[ワシントン 6日 ロイター] - 米通信用半導体大手クアルコム<QCOM.O>は、競合社インテル<INTC.O>製の半導体を搭載した米アップルの「iPhone(アイフォーン)」と「iPad(アイパッド)」の一部機種について、クアルコムの特許を侵害しているとして国際貿易委員会(ITC)に提訴する見通し。

クアルコムはITCに対し、6件の特許を侵害するアップル製端末について輸入の差し止めを申し立てる。この関連でクアルコムは6日、カリフォルニア州の裁判所に損害賠償を求める訴訟を提起した。

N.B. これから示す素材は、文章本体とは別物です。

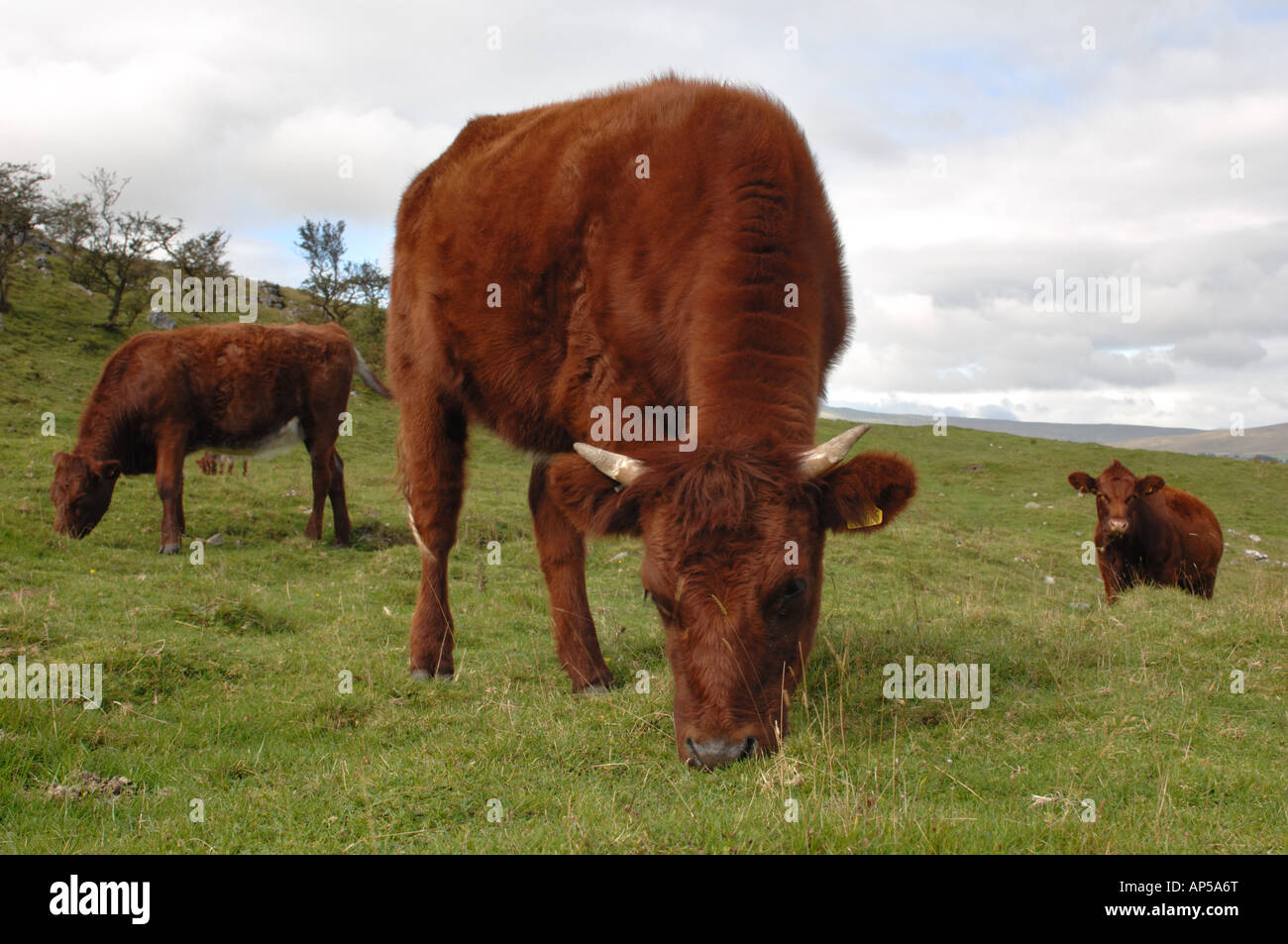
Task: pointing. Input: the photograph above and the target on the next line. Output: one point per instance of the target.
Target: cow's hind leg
(339, 506)
(168, 475)
(320, 456)
(563, 563)
(432, 445)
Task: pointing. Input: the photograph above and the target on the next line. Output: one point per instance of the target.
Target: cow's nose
(719, 751)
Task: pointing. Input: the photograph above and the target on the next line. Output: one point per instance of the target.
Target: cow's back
(559, 257)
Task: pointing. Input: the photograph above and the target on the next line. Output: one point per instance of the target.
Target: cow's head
(733, 561)
(1117, 492)
(81, 492)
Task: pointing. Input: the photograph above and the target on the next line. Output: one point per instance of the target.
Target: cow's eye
(791, 592)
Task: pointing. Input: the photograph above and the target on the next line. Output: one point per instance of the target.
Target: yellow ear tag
(870, 520)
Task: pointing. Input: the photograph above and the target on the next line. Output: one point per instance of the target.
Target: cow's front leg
(563, 563)
(170, 454)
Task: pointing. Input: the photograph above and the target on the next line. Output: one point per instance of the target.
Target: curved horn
(613, 464)
(820, 459)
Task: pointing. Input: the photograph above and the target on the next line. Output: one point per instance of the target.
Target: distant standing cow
(246, 389)
(1149, 532)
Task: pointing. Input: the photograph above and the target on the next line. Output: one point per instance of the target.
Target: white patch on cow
(273, 445)
(424, 552)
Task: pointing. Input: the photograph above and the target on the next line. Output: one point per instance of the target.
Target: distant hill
(1257, 442)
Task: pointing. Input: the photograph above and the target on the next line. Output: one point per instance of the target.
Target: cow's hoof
(425, 675)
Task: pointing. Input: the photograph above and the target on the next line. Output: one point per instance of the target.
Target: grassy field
(222, 682)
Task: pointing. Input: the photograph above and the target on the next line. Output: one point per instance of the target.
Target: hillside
(220, 681)
(1257, 442)
(1260, 441)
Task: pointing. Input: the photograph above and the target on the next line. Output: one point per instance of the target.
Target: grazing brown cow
(1147, 532)
(665, 246)
(248, 389)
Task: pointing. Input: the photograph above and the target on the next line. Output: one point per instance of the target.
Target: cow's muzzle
(715, 752)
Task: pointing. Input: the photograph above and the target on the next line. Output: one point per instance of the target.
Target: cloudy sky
(970, 151)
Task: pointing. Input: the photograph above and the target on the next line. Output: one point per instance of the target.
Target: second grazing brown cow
(1147, 532)
(666, 246)
(253, 389)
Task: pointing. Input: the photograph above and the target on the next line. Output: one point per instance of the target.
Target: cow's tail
(369, 377)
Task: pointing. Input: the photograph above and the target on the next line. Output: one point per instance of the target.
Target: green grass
(222, 682)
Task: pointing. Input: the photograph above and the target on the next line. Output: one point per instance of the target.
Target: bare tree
(330, 277)
(370, 283)
(21, 206)
(116, 253)
(202, 256)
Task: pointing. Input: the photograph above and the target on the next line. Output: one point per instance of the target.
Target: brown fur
(166, 394)
(1147, 532)
(668, 290)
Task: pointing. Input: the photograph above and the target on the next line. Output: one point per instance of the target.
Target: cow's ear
(867, 492)
(107, 471)
(1082, 481)
(591, 501)
(1149, 484)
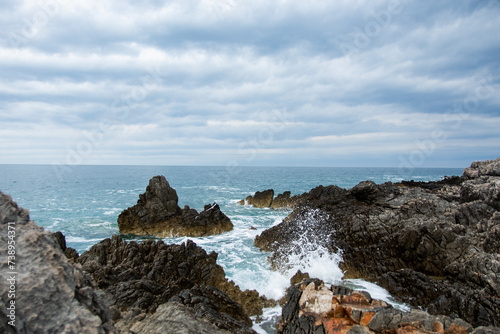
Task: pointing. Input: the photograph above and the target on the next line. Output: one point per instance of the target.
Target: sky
(344, 83)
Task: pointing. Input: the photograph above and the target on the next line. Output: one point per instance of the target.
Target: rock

アップルの供給元でもあるクアルコムは、スマートフォン(スマホ)向けの無線通信接続用モデムチップに関し、スマホの売上高の一部を半導体料金として徴収するビジネスモデルを採用しており、これにアップルが反発している。

米連邦取引委員会(FTC)は1月、特許ライセンスを巡り独占禁止法に違反した疑いがあるとしてクアルコムを提訴。アップルも同月にクアルコムが半導体料金を過剰請求し、確約していた割り戻しを拒否しているとして、同社に対し10億ドルの支払いを求める訴訟を起こした。